Kessler also worked in commercial real estate appraisal for 10 years before taking on the full-time job of mayor. Working in development proved to be valuable experience for city administration, Kessler said.
"A lot of what you do as a mayor, there's a management side to it for sure, there's a community relationship side to it, a communications side to it," he said. "Development is a huge piece of it, because if we want to push the community forward in a positive direction, we have to be developing in the right way."
Developments and accomplishments that Kessler cited during his tenure as mayor include:
* Negotiating a Joint Economic Development Zone agreement with Liberty Township and the city of Powell, which is projected to bring in an additional $180,000 per year to the city of Bexley if the agreement is approved by Liberty Township voters in November.
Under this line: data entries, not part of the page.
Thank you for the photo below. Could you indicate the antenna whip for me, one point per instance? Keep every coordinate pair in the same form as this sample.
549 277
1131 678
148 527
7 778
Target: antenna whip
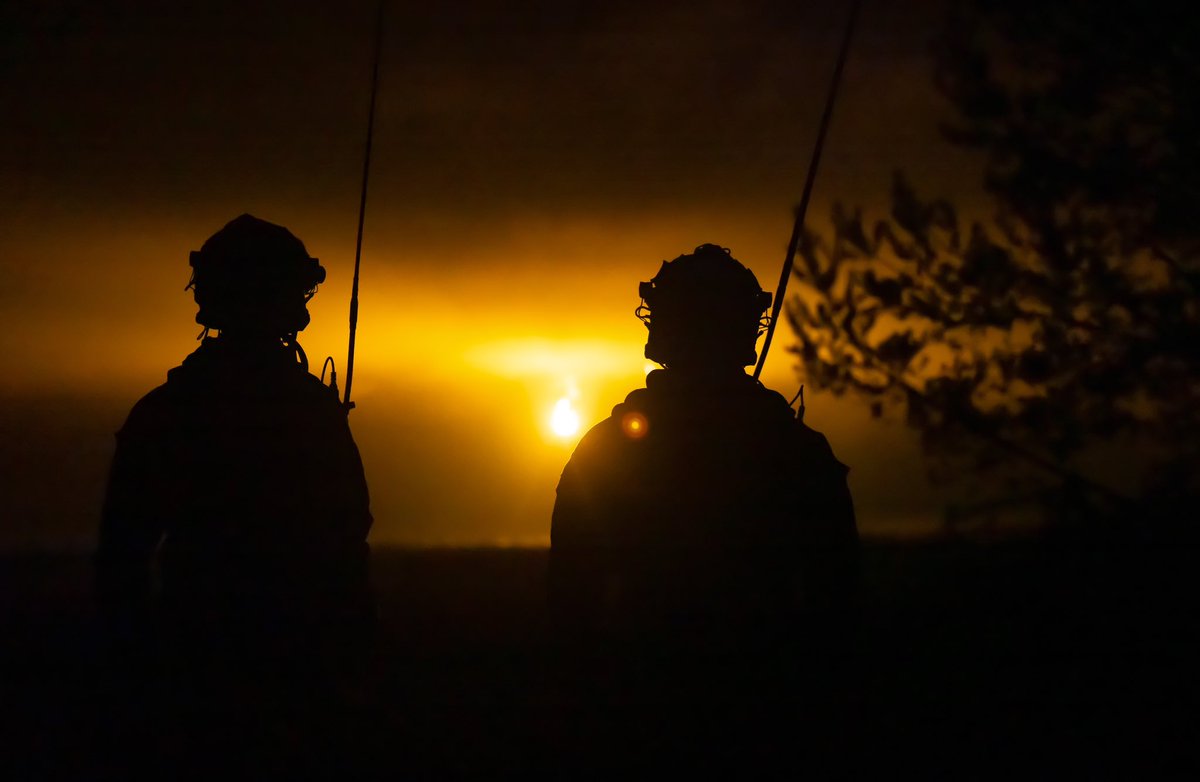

* Working on a balanced budget for 2013, the city's first budget in recent years to reflect an increase in the general fund at the end of the year. Kessler said this was accomplished with the help of not only a change to the city income tax, but also the elimination of almost 10 percent of the city's general fund operating expenses.
* Enhancing city communications, with a redesigned website, creation of the "Bexley Blast" call-in telephone hotline and weekly email updates, a revamped annual budget report that now includes a general annual report, and the creation of "blue signs" that are now placed at properties that are the subject of public hearings.
* Helping to create the summertime "Main Event" monthly outdoor movie series and Main Street celebration.
Kessler and city council also worked toward implementing the 2011 Bexley Land Use Strategy, which included the formation of the Bexley Community Improvement Corporation and the redevelopment of the Bexley City Hall site.
The City Hall redevelopment will involve the demolition of the existing structure and relocation of city offices to make way for a new Giant Eagle store, which council approved in June. A new grocery store is one of the amenities that Kessler said he has heard requested most often from Bexley residents since he became mayor.
"It's actually in the Land Use Strategy -- find a quality neighborhood grocery store for the city. It was in our 2012 Bexley Community Survey," Kessler said. "It's the sort of stuff that matters to people. People move to Bexley so they can walk to these things."
A native of Bexley, Kessler moved to Connecticut with his mother at the age of 8 after his parents divorced, returning periodically to Bexley to visit his father. Kessler moved back to Bexley in 2002 after graduating from the University of St. Andrews. He and his wife, Julie, have three young children.
If elected to a full term in the fall, Kessler said he would focus on the following issues:
* Infrastructure modernization, including water and sewer lines; electric, natural gas and telecommunications systems; and increased tree maintenance, especially involving trees near power lines.
* The revitalization of Livingston Avenue, which currently includes discussions with the city of Columbus and area businesses.
* The modernization of the Southwest Bexley Master Plan, with an emphasis on strengthening the business and residential base in southwest Bexley.
* Completion of the Livingston-to-Main Alum Creek Park, which is in the early planning stages.
* Greater use of data-driven policing, which involves analyzing incident reports using map-based software that the city implemented earlier this year.
Kessler said he has maintained a productive working relationship with council and city administration throughout his time as mayor, and plans to continue to do so if elected.
"I think at the end of the day, everybody's really motivated by what's best for the city. And while people disagree with things and get frustrated with each other sometimes, it's really over the actual issue, not over some other ulterior motive," he said. "And that's kind of consistently been the culture in Bexley and it's continued that way, and I think it's a good thing."